Westborough – Before the GPS, people used this thing called the “map.” See your community in a whole new light – through maps! A week-long exhibition by the Westborough Historical Society, “Mapping Westborough” will open at 3 p.m. Sunday, April 29, at the Community Room downstairs at the Westborough Public Library.
The exhibition features approximately 40 maps of Westborough drawn from the collection of the Westborough Historical Society, the Westborough Public Library, the Town of Westborough, and the Westborough Historic Commission. The maps explore the history of the town from early colonial days to the present time.
Monday, April 30, at 7 p.m., the exhibit will be featured at a program of the Westborough Historical Society with a lecture on the historical significance of the maps by Leslie M. Leslie and Kristina N. Allen, co-chairs of the Society's Education Committee. This event will be held at the Westborough Public Library.

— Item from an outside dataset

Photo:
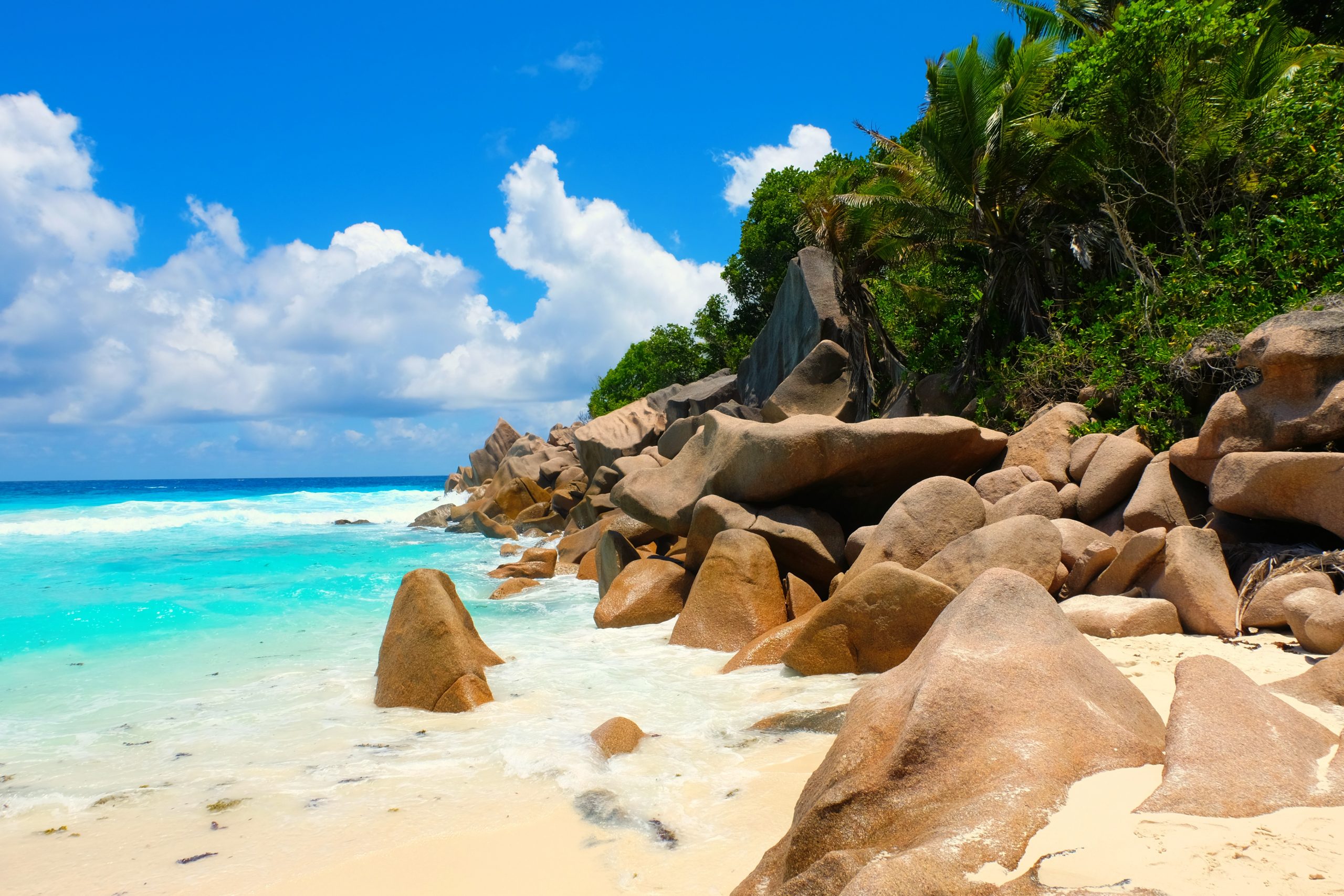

Through the language of cartography, the maps in the exhibition illustrate the way Westborough changed over time: from a farming community to a small village to a thriving community served by major roads and highways. Maps featured in the exhibition include the Marlborough Plantation, dated 1667; the plan of Chauncey 1717, submitted with the petition to form the town; a copy of the first map of the United States published in America, dated 1784 and showing Westborough; bird's eye view map from 1888; fire insurance maps from 1904; highway map from 1938; an aerial photo/map from 1967, and many more.
The exhibition will run through Saturday, May 5. The Library's Community Room will be open from 3 to 9 p.m. daily and will be staffed by docents. The exhibit will be open on Saturday, May 5, from 1 p.m. to closing, in celebration of the Rotary Spring Festival. The exhibit will also kick off the annual Westborough Local History program for all third grade students in Westborough.
The Westborough Public Library is located at 55 West Main St., and the Westborough Historical Society is located at the Sibley House, 13 Parkman St.